最近はクラッシク業界も不況なのか、CDの新録が少なくなってきています。再版が多く、昔に比べるとちょっと寂しいです。特に映像(DVD)のnew releaseは少ないです。昔買ったCDをゴソゴソと探していたら、左のコープマンの2、3、4台のチェンバロのための協奏曲集(PHILIPS:PHCP-3515/6)が出てきました。1980年の録音で、何時買ったのかも忘れていて(買ったことさえも記憶にない状態で.....)、埃もかぶって、ジャケットも黄色く変色していました。コープマンのCDは殆どERATOから出ているので、アレッと思いました。この曲を、コープマンは1988年と1990年に再録音して、ERATOから出ており(WPCS-10807/8)、これしかないのかと思っておりました。この、PHILIPSの演奏はERATOの演奏より、彼の演奏としてはあまり軽くなく、オーソドックスで、堅実な演奏のように思います。新鮮に聞けました。

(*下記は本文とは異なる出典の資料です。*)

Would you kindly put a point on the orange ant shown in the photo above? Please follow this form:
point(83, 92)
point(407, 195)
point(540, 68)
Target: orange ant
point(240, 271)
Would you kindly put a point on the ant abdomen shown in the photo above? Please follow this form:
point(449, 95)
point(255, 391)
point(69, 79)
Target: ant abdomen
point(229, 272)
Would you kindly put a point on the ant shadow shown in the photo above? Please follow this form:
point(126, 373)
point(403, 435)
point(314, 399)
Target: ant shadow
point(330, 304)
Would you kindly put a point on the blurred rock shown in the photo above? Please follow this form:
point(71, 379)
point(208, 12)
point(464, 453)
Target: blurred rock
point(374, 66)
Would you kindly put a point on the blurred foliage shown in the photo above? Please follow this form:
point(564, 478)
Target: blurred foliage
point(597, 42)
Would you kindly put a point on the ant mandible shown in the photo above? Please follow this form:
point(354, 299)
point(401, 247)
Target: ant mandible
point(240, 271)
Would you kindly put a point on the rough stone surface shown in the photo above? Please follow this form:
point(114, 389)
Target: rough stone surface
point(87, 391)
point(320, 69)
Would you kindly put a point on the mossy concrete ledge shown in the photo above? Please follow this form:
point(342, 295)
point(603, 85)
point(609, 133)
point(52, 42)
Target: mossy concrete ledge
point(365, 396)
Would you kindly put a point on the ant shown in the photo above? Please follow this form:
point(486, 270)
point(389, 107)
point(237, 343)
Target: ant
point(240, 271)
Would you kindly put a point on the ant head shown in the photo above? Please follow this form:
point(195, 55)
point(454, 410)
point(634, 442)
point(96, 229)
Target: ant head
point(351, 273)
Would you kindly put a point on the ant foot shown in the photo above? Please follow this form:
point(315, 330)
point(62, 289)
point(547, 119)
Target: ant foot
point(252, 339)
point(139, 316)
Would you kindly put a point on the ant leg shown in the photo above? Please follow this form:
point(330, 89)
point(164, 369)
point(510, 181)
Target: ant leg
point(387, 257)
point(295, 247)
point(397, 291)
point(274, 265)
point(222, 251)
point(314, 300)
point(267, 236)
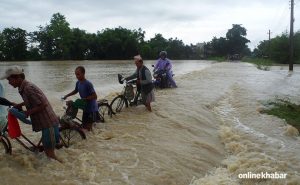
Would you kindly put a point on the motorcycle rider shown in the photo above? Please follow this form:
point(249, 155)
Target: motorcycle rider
point(163, 63)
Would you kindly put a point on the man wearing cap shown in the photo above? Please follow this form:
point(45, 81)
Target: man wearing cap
point(38, 109)
point(88, 95)
point(144, 79)
point(163, 63)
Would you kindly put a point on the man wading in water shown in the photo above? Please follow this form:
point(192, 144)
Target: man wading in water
point(144, 80)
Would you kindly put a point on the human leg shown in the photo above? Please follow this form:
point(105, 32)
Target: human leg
point(50, 137)
point(170, 78)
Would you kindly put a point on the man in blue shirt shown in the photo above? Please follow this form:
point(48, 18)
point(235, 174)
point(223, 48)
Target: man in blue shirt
point(87, 93)
point(163, 63)
point(3, 112)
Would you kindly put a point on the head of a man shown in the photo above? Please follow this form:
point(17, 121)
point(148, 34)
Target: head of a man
point(80, 73)
point(163, 55)
point(15, 76)
point(138, 61)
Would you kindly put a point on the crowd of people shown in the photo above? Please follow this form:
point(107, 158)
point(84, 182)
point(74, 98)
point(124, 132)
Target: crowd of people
point(42, 115)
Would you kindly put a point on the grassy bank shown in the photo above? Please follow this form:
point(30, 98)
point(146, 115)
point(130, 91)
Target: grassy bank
point(286, 110)
point(218, 59)
point(262, 64)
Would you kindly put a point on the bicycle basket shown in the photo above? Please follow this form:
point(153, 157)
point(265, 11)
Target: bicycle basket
point(72, 111)
point(2, 122)
point(129, 93)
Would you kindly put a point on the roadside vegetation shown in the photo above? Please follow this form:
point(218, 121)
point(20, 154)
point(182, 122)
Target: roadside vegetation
point(284, 109)
point(262, 64)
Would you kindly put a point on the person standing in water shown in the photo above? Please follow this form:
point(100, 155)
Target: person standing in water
point(87, 93)
point(144, 79)
point(38, 109)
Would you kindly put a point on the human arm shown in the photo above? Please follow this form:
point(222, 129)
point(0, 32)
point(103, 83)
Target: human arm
point(5, 102)
point(36, 109)
point(168, 65)
point(148, 78)
point(75, 91)
point(93, 96)
point(133, 76)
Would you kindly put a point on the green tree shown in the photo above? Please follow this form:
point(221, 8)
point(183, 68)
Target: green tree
point(236, 39)
point(14, 44)
point(78, 44)
point(157, 44)
point(54, 39)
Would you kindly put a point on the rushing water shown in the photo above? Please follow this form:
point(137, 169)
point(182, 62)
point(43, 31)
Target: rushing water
point(57, 78)
point(207, 131)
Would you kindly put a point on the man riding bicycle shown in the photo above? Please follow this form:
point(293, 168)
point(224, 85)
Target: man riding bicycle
point(163, 63)
point(144, 80)
point(38, 109)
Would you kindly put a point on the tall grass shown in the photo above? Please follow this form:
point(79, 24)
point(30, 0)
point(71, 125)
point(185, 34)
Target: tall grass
point(284, 109)
point(262, 64)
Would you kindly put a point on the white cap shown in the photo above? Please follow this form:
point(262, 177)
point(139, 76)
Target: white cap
point(12, 70)
point(137, 57)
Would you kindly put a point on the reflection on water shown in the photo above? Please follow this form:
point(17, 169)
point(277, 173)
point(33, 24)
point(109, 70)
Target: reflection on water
point(56, 78)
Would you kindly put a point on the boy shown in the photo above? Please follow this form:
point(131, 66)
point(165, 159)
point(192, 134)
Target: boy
point(87, 93)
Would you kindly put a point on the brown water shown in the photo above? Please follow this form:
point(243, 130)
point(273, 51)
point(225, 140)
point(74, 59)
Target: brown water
point(207, 131)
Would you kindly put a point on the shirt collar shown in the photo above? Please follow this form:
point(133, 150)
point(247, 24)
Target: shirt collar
point(21, 88)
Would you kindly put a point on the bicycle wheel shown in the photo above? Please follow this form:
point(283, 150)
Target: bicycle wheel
point(118, 103)
point(104, 109)
point(8, 143)
point(4, 148)
point(70, 136)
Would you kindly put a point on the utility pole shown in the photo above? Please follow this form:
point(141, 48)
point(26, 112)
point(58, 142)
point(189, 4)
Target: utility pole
point(291, 47)
point(269, 44)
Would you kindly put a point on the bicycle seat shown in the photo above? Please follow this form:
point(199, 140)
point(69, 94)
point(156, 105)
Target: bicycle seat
point(102, 101)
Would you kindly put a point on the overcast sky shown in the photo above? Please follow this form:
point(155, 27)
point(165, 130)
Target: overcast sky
point(191, 21)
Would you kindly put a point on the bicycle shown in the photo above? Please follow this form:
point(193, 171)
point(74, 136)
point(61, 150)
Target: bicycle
point(69, 133)
point(103, 108)
point(127, 96)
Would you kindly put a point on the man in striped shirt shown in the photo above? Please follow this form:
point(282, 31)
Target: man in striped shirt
point(38, 109)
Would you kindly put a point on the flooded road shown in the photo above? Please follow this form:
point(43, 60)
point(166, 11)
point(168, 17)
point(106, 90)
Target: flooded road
point(207, 131)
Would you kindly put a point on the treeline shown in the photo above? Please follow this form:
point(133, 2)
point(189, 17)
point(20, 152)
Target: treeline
point(277, 49)
point(57, 41)
point(234, 43)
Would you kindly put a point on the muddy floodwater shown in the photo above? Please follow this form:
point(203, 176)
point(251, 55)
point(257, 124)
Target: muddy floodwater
point(206, 131)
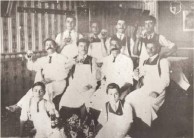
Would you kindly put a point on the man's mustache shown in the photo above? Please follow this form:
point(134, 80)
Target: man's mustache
point(49, 48)
point(114, 49)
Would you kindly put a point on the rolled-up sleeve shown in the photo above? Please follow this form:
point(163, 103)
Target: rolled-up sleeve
point(165, 76)
point(34, 66)
point(128, 76)
point(165, 42)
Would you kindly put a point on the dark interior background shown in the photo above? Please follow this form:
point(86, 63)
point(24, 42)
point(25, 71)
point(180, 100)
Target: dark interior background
point(22, 31)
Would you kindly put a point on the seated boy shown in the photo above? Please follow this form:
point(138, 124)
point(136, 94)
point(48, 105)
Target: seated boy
point(155, 77)
point(114, 118)
point(37, 109)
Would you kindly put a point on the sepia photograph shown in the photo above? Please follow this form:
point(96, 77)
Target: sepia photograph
point(96, 68)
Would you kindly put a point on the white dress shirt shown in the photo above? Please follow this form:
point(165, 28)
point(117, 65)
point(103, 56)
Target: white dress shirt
point(163, 42)
point(120, 71)
point(98, 50)
point(53, 71)
point(70, 50)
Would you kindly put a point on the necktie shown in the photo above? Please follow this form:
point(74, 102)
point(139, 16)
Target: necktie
point(69, 34)
point(114, 59)
point(50, 58)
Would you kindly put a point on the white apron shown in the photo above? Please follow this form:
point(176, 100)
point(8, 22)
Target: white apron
point(116, 127)
point(75, 96)
point(95, 50)
point(145, 106)
point(41, 121)
point(70, 50)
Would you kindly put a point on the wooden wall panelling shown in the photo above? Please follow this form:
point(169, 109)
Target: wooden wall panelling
point(1, 35)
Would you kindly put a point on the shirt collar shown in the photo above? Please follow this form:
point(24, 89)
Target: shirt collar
point(120, 36)
point(53, 54)
point(153, 57)
point(116, 56)
point(149, 36)
point(67, 31)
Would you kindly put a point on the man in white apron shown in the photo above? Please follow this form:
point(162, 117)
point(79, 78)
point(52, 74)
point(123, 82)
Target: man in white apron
point(117, 68)
point(98, 41)
point(116, 121)
point(82, 81)
point(51, 69)
point(125, 41)
point(154, 74)
point(149, 33)
point(67, 39)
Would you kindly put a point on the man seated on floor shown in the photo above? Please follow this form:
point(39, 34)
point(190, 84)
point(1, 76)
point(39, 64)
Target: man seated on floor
point(52, 70)
point(117, 68)
point(66, 40)
point(149, 33)
point(82, 82)
point(98, 39)
point(154, 78)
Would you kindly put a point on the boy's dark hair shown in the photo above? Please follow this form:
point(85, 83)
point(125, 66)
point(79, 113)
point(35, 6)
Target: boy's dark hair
point(113, 86)
point(96, 21)
point(39, 84)
point(115, 39)
point(71, 16)
point(150, 17)
point(50, 39)
point(153, 41)
point(123, 18)
point(83, 40)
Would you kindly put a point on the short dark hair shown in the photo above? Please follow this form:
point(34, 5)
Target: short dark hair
point(115, 39)
point(50, 39)
point(113, 86)
point(84, 41)
point(122, 18)
point(96, 21)
point(152, 41)
point(150, 17)
point(71, 16)
point(39, 84)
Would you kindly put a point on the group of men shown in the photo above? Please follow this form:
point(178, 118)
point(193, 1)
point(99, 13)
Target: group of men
point(80, 69)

最近、コープマンの新譜は見当たらず、以前にレコ芸では彼はERATOから解任されて、母国で自費レーベルを立ち上げて、未完成であったカンタータ集を、2巻出版したと書いていたと思いますが、その後はどうなったのでしょうか?(日本で発売された12巻は何とか揃えたのですが、この2巻はゲット出来ませんでした)。彼のバッハの全曲録音の構想は、あまりにも急ぎすぎ、十分に検証しないままに録音を進めた為、多くの批判を浴びているように思いますが、コープマンのバッハに対する情熱は十分に伝わってきます。彼のチェンバロ曲は軽快で現代的で、個人的には悪くないと思っています。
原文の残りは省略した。